My brother Alex is the best cook I know. Seriously- with out a recipe, or much planning, he can take a pile of ingredients, and turn it into the best meal you think you have ever had. He is the cook at his house, but his girlfriend Miranda does the grocery shopping, so every night is like an Iron Chef competition for them. She comes home with a pile of stuff- and he works his magic on it.
So, when they came to visit this weekend, it was like the ultimate show- Alex and Miranda came down from New York to see the farmers market I have run for the past couple of years, bringing with them some fantastic dumplings from Chinatown. Our dinner on Saturday was to be based around those dumplings.
Between us, we must have picked up everything that wasn't tied down at the market Saturday. But, oh man, what a supper.
You have got to love a man whose idea of a pre-dinner cocktail is tequila. And ice.
We were calling this salad Deep Southern/ Asian fusion- battered and fried okra, raw kohlrabi, peppers, carrots, edamame, radishes, and greens with a black sesame and ume plum vinaigrette. Oh. My. Goodness.

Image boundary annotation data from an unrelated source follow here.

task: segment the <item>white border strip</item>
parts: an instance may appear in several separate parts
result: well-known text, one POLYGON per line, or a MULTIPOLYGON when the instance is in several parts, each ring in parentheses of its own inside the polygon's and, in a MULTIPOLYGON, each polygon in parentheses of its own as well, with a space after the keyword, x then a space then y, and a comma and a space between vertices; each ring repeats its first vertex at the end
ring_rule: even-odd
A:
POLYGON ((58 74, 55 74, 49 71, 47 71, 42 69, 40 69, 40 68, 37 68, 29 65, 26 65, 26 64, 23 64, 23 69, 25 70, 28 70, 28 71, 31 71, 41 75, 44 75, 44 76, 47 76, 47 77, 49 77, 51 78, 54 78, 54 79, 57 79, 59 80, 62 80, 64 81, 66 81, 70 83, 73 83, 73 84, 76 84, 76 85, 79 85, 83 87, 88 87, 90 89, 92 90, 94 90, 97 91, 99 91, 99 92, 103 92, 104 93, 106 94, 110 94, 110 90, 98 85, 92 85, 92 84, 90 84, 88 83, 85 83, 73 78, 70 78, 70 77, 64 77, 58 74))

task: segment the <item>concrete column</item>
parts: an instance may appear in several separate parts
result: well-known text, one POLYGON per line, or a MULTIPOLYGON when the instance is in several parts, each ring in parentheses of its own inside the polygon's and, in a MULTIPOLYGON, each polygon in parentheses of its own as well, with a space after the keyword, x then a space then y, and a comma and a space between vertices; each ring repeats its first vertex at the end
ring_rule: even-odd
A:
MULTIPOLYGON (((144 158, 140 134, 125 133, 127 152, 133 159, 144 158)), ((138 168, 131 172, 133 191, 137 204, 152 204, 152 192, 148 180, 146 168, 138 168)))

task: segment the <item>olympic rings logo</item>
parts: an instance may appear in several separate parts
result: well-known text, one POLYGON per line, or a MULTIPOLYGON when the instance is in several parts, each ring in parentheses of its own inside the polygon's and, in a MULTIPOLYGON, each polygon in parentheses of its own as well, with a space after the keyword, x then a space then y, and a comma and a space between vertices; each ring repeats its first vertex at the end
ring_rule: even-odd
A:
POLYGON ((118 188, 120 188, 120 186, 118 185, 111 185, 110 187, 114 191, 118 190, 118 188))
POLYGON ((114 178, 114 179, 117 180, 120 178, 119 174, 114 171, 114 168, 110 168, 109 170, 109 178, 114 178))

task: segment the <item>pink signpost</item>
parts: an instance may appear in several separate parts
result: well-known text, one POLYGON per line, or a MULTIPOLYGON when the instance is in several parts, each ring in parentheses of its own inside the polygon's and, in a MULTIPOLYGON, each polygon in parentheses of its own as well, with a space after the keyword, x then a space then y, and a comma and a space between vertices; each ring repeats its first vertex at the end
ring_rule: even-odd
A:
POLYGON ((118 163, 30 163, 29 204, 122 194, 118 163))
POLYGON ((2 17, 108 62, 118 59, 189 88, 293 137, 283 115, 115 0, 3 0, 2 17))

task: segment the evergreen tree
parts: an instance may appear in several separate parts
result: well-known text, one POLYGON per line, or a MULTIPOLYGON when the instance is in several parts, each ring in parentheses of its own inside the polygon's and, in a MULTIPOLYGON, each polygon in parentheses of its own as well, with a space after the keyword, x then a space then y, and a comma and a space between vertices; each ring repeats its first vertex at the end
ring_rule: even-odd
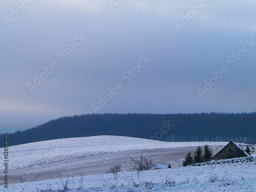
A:
POLYGON ((207 145, 204 145, 204 161, 210 161, 212 157, 212 150, 207 145))
POLYGON ((249 155, 251 155, 251 150, 250 149, 250 147, 249 147, 249 146, 246 146, 246 149, 245 150, 245 152, 248 153, 249 155))
POLYGON ((185 161, 183 161, 182 165, 183 166, 191 165, 194 163, 193 157, 191 156, 191 153, 189 152, 187 153, 186 157, 185 157, 185 161))
POLYGON ((204 157, 203 156, 203 150, 200 146, 197 147, 197 150, 195 152, 195 162, 202 163, 204 161, 204 157))

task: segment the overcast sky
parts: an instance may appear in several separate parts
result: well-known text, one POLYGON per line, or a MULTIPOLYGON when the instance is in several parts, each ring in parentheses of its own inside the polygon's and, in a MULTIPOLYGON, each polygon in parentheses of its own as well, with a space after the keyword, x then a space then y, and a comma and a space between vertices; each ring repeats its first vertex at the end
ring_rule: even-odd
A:
POLYGON ((255 112, 255 7, 2 0, 0 133, 94 113, 255 112))

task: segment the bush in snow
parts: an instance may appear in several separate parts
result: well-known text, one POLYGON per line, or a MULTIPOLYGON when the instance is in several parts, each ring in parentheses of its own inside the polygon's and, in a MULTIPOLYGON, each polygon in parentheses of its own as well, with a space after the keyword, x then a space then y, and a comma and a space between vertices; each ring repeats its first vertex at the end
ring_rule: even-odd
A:
POLYGON ((115 179, 116 180, 116 186, 117 186, 117 180, 118 179, 118 178, 119 177, 119 173, 120 171, 121 171, 121 164, 120 163, 115 164, 115 165, 112 165, 110 168, 110 172, 113 174, 113 175, 114 176, 114 177, 115 178, 115 179))
POLYGON ((202 163, 204 162, 203 150, 200 146, 197 147, 197 150, 195 152, 194 160, 195 163, 202 163))
POLYGON ((207 145, 204 145, 204 161, 210 161, 212 157, 212 150, 207 145))
POLYGON ((142 154, 140 154, 139 160, 136 160, 132 158, 131 158, 131 160, 133 164, 132 169, 134 170, 140 171, 150 170, 155 166, 152 163, 152 159, 143 157, 142 154))

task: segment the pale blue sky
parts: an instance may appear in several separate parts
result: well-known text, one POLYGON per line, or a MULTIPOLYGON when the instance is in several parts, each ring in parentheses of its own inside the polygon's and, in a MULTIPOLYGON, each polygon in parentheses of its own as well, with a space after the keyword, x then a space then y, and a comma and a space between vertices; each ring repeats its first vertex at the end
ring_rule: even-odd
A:
POLYGON ((256 111, 255 1, 118 2, 0 2, 0 133, 94 112, 256 111))

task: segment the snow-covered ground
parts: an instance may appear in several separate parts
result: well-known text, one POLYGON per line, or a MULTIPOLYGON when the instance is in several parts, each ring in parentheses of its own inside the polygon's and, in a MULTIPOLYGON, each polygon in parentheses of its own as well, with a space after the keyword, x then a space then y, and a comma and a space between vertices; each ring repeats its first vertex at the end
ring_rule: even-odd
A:
MULTIPOLYGON (((41 141, 9 148, 10 170, 120 152, 224 146, 225 142, 167 142, 128 137, 99 136, 41 141)), ((3 161, 3 156, 0 160, 3 161)))
MULTIPOLYGON (((69 176, 69 191, 256 191, 255 162, 179 167, 185 154, 194 152, 198 146, 208 144, 217 152, 226 144, 166 142, 101 136, 13 146, 9 148, 9 190, 2 185, 0 191, 61 189, 57 173, 64 181, 69 176), (172 168, 144 171, 139 177, 136 172, 127 172, 131 168, 129 159, 137 158, 142 153, 145 157, 152 158, 154 163, 170 163, 172 168), (114 187, 116 181, 113 175, 102 174, 117 162, 122 163, 122 173, 120 173, 117 187, 114 187), (85 176, 83 189, 78 190, 81 187, 80 178, 75 176, 82 173, 85 176), (214 182, 210 181, 211 179, 214 182), (31 181, 39 181, 25 182, 31 181)), ((3 157, 0 157, 1 162, 3 157)), ((0 173, 0 177, 3 176, 0 173)), ((0 181, 0 185, 3 181, 0 181)))
MULTIPOLYGON (((255 191, 256 163, 121 173, 117 180, 111 174, 68 179, 68 191, 255 191)), ((1 186, 2 187, 3 186, 1 186)), ((3 187, 2 187, 3 188, 3 187)), ((60 179, 19 183, 9 186, 10 191, 50 191, 63 189, 60 179)))

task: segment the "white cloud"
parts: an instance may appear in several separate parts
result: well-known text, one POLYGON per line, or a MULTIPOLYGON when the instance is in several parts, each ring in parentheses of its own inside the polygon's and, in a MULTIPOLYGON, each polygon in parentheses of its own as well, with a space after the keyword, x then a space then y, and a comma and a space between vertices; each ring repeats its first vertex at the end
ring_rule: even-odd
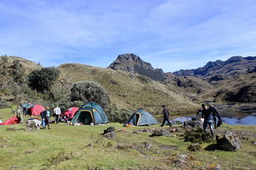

And- the evening's centerpiece: dumpling soup. We started a broth right when we got home from the farmers' market, and boiled the shiitake mushrooms, carrots, onions, celery with star anise, szechuan peppercorns, hot peppers and salt for hours to make a rich broth. Then, we strained the veggies and Alex added sliced shiitakes, scallions and dumplings to the broth, making the most lovely, comforting and balanced soup. I wish I could tell you how- but only Alex knows.